Economia

Sugli aiuti di Stato alle banche decide la Corte di giustizia Ue

Commissione e Bce ora aprono alla possibilità di aiuti statali alle banche in difficoltà. E si preparano a una linea morbida contro gli sforamenti al tetto del deficit di Spagna e Portogallo

Sugli aiuti di Stato alle banche decide la Corte di giustizia Ue

"Per migliorare la stabilità delle banche, occorre superare alcune imperfezioni del mercato con un po' di sostegno pubblico." Se ce lo avessero detto solo due anni fa non ci avremmo creduto.

Chi avrebbe creduto infatti che queste parole potessero arrivare direttamente dal vicepresidente della Banca centrale europea Vitor Costancio? Ma soprattutto, chi potrebbe dire che quella della lotta al rigore è ormai la linea ufficiale non solo della Bce, ma anche della Commissione Europea targata Juncker?
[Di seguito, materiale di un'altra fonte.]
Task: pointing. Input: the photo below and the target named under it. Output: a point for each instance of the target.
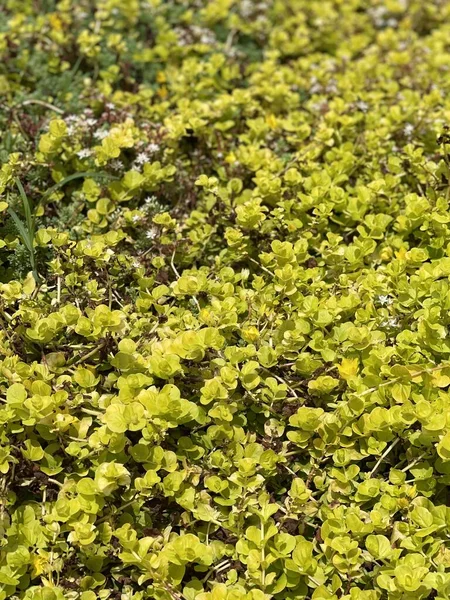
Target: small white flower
(362, 106)
(391, 322)
(84, 153)
(116, 164)
(153, 148)
(142, 158)
(384, 300)
(101, 134)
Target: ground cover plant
(224, 299)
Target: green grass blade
(26, 208)
(67, 179)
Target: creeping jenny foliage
(224, 299)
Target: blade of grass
(67, 179)
(26, 208)
(25, 232)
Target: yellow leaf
(348, 368)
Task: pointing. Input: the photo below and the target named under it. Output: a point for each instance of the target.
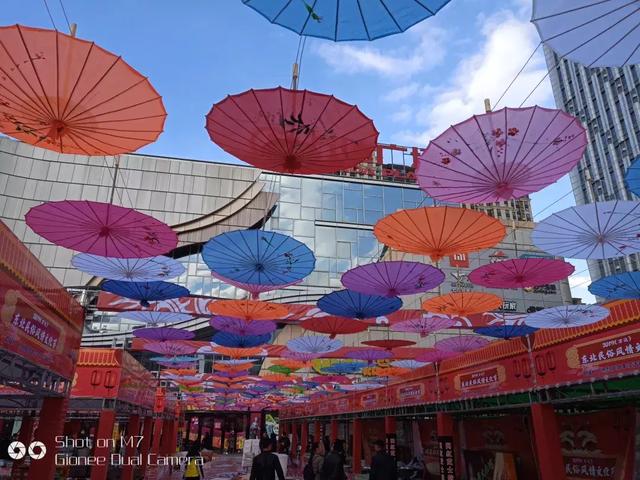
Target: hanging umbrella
(292, 131)
(163, 334)
(617, 287)
(128, 269)
(594, 231)
(567, 316)
(315, 344)
(439, 231)
(237, 326)
(170, 348)
(342, 22)
(258, 257)
(145, 291)
(389, 279)
(389, 344)
(333, 325)
(424, 325)
(253, 289)
(238, 352)
(506, 331)
(594, 33)
(521, 273)
(248, 309)
(463, 303)
(71, 96)
(346, 303)
(369, 354)
(461, 343)
(154, 317)
(226, 339)
(501, 155)
(433, 355)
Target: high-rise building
(607, 102)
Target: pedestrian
(193, 470)
(333, 466)
(266, 465)
(383, 465)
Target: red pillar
(547, 442)
(146, 441)
(132, 437)
(50, 425)
(357, 446)
(102, 445)
(304, 439)
(334, 431)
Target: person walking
(266, 465)
(333, 466)
(383, 465)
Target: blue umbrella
(632, 177)
(346, 303)
(346, 20)
(617, 287)
(258, 257)
(226, 339)
(506, 331)
(145, 291)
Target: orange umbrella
(238, 352)
(439, 231)
(71, 96)
(248, 309)
(463, 303)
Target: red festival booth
(41, 327)
(114, 396)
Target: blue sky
(413, 85)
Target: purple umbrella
(238, 326)
(501, 155)
(393, 278)
(163, 334)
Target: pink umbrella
(101, 229)
(501, 155)
(393, 278)
(424, 325)
(521, 273)
(461, 343)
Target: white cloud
(507, 41)
(427, 50)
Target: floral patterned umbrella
(594, 231)
(292, 131)
(424, 325)
(567, 316)
(346, 303)
(392, 278)
(521, 273)
(439, 231)
(101, 229)
(461, 343)
(71, 96)
(617, 287)
(463, 303)
(501, 155)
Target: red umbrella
(101, 229)
(71, 96)
(292, 131)
(334, 325)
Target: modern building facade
(333, 214)
(607, 101)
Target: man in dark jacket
(266, 465)
(333, 467)
(383, 465)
Una data da segnare sul calendario è quella del 19 luglio, quando la Corte di Giustizia dell'Unione Euoropea deciderà sul caso Slovenia, che nel 2013 decise di salvare le banche in difficoltà, col sacrificio dei detentori di obbligazioni subordinate. Se la Corte - come è previsto - dovesse confermare le conclusioni tratte dall'avvocato generale Nils Wahl, gli aiuti di Stato potrebbero non essere più subordinati alla ripartizione degli oneri fra azionisti, obbligazionisti e correntisti oltre i centomila euro. In pratica un rovesciamento del bail-in, che invece prevede l'azzeramento di titoli e obbligazioni in caso di aiuti.

Sul tema, ricorda il Corriere della Sera, si era già espresso nel 2013 Mario Draghi, che aveva espresso preoccupazioni proprio sui rischi a cui sarebbero stati sottoposti i detentori di bond subordinati "nel contesto di ricapitalizzazioni precauzionali". All'epoca la Commissione rispose che tutto era già stato previsto nelle nuove regole sui salvataggi bancari.

Bce e Commissione spingono per gli aiuti

Nel caos del post-Brexit, però, con diversi Paesi che sembrano sul punto di cedere alle sirene secessioniste che cantano a Londra, gli alti papaveri della politica e dell'economia europee sembrano aprire alla possibilità di nuovi aiuti di Stato alle banche dei Paesi in difficoltà. Il primo segnale è arrivato dalla Bce, che ha accennato alla possibilità di sanzioni praticamente solo simboliche contro Spagna e Portogallo, i cui sforamenti pluriennali al tetto del deficit sono ormai stati acclarati.

Non solo. Il vicepresidente della Commissione Valdis Dombrovskis ha sì confermato che la multa "verrà probabilmente ridotta a zero", ma ha anche aperto uno spiraglio alle richieste dell'Italia di una maggiore flessibilità sull'intervento pubblico nei salvataggi bancari (Roma nel frattempo tratta con Bruxelles sulla questione Mps). Le parole grosse contro Matteo Renzi sarebbero insomma solo un invito a non alzare troppo la voce sui rischi implicati in una forte esposizione sui derivati del sistema bancario tedesco.

A difendere la trincea del rigorismo duro e puro è rimasto in pratica solamente il presidente olandese dell'Eurogruppo, Jeroen Dijsselbloem, che ha attaccato l'Italia ricordando che sugli aiuti pubblici alle banche "non si torna indietro". Peccato che prima del 2011 la prima ad approfittare di questi aiuti - all'epoca, sì, leciti - era stata proprio la Germania.

Eppure sono proprio i tedeschi e i loro alleati nord-europei, capitanati dall'ultra-falco Wolfgang Schaeuble, a insistere per il rigore più rigoroso. Una linea che finora si è sempre imposa.

E che ora sembra scricchiolare sotto il peso della Brexit, della crisi e dell'euroscetticismo in continua crescita.